Sykesville keeps tax rate at 77 cents for fiscal 1999 Past three years had seen a decrease


After decreasing its property tax three consecutive years, Sykesville has decided to keep the rate at 77 cents for fiscal 1999, which begins July 1.

Property taxes, paid per $100 of assessed value, account for $520,000 in revenues in the $1.5 million budget adopted last night. Town residents pay county taxes at $2.62.

Councilman Michael Burgoyne, budget committee chairman, pushed for a 1-cent decrease but was outvoted 3 to 1. The budget committee had also voted 4 to 2 against the decrease.

"We can accomplish a good, sound future for the town and still decrease the tax rate," Burgoyne said. "I cannot vote for the budget unless it includes a 1-cent reduction."

For the past three years, Sykesville has decreased its property tax by seven cents, from 84 cents in fiscal 1995, one of the highest among the county's eight municipalities. It also has posted a surplus the past two years.
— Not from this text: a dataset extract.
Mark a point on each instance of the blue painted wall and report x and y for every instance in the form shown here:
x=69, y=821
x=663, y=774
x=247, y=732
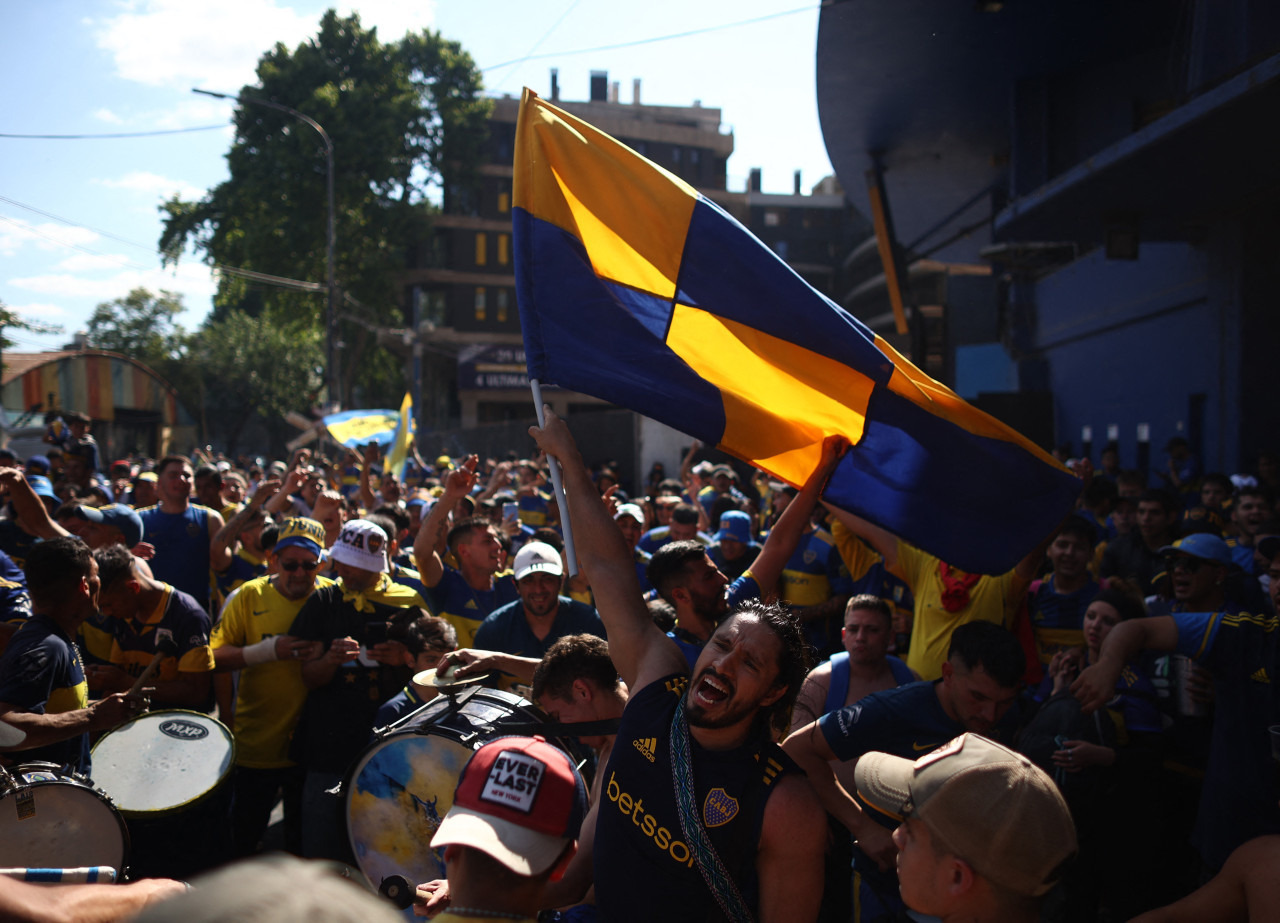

In fiscal 1998, the surplus was $170,000. Burgoyne expects a similar surplus this year.

"Considering the total amount of revenue, we can afford to bring taxes down," he said.

But with several costly projects looming, officials said they could not lower taxes again.

"A good chunk of the increase in revenue is attributed to new development and we are almost built out," said Councilwoman Debby Ellis. "I would rather have consistency and not have to bump up the rate next year."

The town is planning a major renewal of Main Street and working on a master plan for the Warfield Complex, a newly annexed, 131-acre property along Route 32. The budget includes $50,000 each for those projects and another $100,000 for road repairs.

"We have some extremely aggressive capital plans for the next year," said Matthew H. Candland, town manager. "With so much on our plate, I am recommending we keep the tax rate the same."

Sykesville has reapplied for a $35,000 state grant to help renovate its century-old Town House, which functions as town hall. The application, denied last year, would require a matching amount from the town.

"We have to replace the roof this fall, whether we have the grant or not," said Candland, who estimated a new cedar shake roof similar to the original could cost about $30,000.